Nel mentre le parole corrono una dietro l' altra il mio aereo ha già percorso oltre tre ore di volo, la sua rotta lo porta a solcare ora l' atlantico, dopo aver oltrepassato l' Irlanda e volando in pieno oceano. Il viaggio prosegue tranquillo, dopo un' ottima cena e un divertente film in italiano. Ora , dopo la cena, mentre mi gusto un bicchiere di Curvoisier, la mia mente ripercorre il viaggio iniziato, ripenso alle due ultime amiche salutate al telefono prima di salire in aereo, ai loro volti, alle nostre parole che si sono incontrate , avvicinate, ai sentimenti che sono sgorgati dal mio cuore e a quanto conosco di ognuna di loro e forse anche a quanto io mi faccia conoscere a loro. Ci sono abitudini che non segnano solo l'incontro con l' altro , ma che contraddistinguono anche il modo con cui noi ci facciamo conoscere dagli altri, forse perché anche noi, troppe volte, amiamo che gli altri incontrino la nostra immagine e sotto sotto, vogliamo che restino sufficientemente distanti da ciò che al fondo siamo, tanto da farci conservare quella maschera di apparente soddisfazione sul volto. Forse non vogliamo avvicinarci troppo o non vogliamo farci troppo avvicinare, quasi che quella vicinanza possa lasciare trasparire la nostra essenza, la nostra verità profonda all' Altro.
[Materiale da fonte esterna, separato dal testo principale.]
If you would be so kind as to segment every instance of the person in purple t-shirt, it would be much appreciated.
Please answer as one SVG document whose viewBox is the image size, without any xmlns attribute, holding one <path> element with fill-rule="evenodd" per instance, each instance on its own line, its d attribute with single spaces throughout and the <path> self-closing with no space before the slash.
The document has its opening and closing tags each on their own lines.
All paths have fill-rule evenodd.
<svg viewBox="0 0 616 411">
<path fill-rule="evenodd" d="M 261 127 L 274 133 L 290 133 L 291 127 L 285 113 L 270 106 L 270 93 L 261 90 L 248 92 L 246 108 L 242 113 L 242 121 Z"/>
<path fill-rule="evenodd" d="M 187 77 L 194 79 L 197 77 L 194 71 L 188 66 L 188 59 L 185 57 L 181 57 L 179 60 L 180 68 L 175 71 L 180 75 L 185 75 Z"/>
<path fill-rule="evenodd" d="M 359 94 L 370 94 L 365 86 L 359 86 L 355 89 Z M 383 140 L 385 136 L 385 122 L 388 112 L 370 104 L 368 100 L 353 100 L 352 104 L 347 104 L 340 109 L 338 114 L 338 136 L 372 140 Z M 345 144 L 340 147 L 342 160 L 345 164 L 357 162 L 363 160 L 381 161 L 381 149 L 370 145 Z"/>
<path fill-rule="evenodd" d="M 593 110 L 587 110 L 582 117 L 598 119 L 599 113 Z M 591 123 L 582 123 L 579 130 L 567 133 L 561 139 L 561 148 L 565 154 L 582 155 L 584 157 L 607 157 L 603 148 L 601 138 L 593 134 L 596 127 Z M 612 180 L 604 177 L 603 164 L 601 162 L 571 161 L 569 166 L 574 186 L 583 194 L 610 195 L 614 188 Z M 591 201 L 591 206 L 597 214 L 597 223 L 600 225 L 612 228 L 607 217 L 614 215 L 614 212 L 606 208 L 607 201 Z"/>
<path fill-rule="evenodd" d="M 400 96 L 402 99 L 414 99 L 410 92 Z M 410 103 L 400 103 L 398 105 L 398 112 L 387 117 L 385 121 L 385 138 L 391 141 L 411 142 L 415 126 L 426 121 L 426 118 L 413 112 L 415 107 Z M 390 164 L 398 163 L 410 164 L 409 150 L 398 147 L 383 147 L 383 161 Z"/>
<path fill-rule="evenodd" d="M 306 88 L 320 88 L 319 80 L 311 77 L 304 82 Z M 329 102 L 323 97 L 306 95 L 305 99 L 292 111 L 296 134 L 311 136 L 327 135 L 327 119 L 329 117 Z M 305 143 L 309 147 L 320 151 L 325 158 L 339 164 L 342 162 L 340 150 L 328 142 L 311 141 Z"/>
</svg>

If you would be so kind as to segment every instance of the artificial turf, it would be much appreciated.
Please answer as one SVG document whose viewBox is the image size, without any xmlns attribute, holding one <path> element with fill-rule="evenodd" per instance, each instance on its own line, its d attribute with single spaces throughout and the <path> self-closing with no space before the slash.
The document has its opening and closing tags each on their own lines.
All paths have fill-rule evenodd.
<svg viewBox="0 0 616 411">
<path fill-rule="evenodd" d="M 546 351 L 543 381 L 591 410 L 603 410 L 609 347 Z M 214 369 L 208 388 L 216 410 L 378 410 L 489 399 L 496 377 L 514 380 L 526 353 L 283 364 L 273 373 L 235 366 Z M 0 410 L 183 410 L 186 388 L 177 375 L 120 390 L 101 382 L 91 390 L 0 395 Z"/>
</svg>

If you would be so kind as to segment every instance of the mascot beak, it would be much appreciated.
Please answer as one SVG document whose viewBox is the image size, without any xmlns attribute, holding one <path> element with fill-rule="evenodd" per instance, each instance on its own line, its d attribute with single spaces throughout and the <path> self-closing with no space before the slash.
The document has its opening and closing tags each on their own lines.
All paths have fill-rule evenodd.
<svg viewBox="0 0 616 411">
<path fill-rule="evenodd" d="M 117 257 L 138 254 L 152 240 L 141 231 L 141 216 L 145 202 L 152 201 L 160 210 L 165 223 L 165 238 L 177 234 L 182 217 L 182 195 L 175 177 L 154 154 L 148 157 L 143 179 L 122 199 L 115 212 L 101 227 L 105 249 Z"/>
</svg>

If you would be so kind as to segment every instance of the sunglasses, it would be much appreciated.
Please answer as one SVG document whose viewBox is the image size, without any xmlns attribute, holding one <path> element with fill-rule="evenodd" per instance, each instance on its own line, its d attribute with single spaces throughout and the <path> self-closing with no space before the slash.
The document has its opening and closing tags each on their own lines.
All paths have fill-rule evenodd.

Sono le 17.34 e dopo oltre cinque ore di volo proseguiamo lentamente verso la prima meta di questo viaggio, Washingthon, ma sempre ritornano alla mia mente queste parole sulla vicinanza, sul nostro volto e sul volto dell' Altro. Ripenso a tutti gli incontri, alle mani strette, a quelle figure che hanno illuminato la mia esistenza e nel ripercorrere quelle scene una immagine mi ritorna alla mente. Ogni volta in cui avevo incontrato quei volti, quegli uomini saggi che hanno mutato con le loro parole, con i loro silenzi la mia vita, ognuna di quelle volte vi era una costante in quegli incontri : ognuno di loro si era posto verso di me senza difese, senza barriere, senza preconcetti, ma con quella apertura del maestro che accoglie il discepolo e che a lui tende la mano. Ad ogni incontro ognuno di quei saggi aveva svelato il suo cuore, la sua anima a me senza porre maschere, senza alzare difese. La verità non ha bisogno di barriere per difendersi, basta a se stessa. E ogni volta in cui ripenso a quegli incontri mi ritornano alla mente attimi pieni di luce, ricchi di affetto, pieni di quella densità di vita comune a chi ha tanto amato e tanto sofferto. E ogni volta in cui ripenso ancora a quegli incontri mi rendo conto che una cosa li aveva sempre contraddistinti: avevo avuto il coraggio di mettermi in gioco con loro, avevo avuto la forza di mettermi in discussione per far si che la loro verità permeasse la corazza del mio cuore e la loro verità mutasse la mia vita.

Un incontro, ogni incontro, quando è vero ci porta sempre a cambiare. Forse è vero, un incontro per essere vero, per spezzare le catene dell'abitudine, per farci avvicinare alla verità dell' altro, deve avere il palpito di un atto d' amore al quale ci apprestiamo abbandonando, poco alla volta, tutti i nostri vestiti, lasciando cadere le maschere della consuetudine.

La vita è di per se stessa un bellissimo viaggio ma non è possibile riempire la gerla dei ricordi se ogni giorno non abbiamo il coraggio di svuotarla, di togliere quelle immagini che oramai fanno parte di noi per fare spazio a nuove esperienze, a nuovi avvenimenti. Ma è difficile cambiare, è difficile rinunciare a qualcosa di noi, perché siamo troppo abituati a ciò che siamo per desiderare di metterci in gioco e scoprire parti nuove inaspettate di noi stessi e degli Altri. Il conosciuto, l’ abitudine è sempre più forte del desiderio di cambiare, di aprirsi a nuovi orizzonti e cosi, senza accorgercene, gli incontri passano invano e il tempo trascina con se i nostri dimenticati desideri.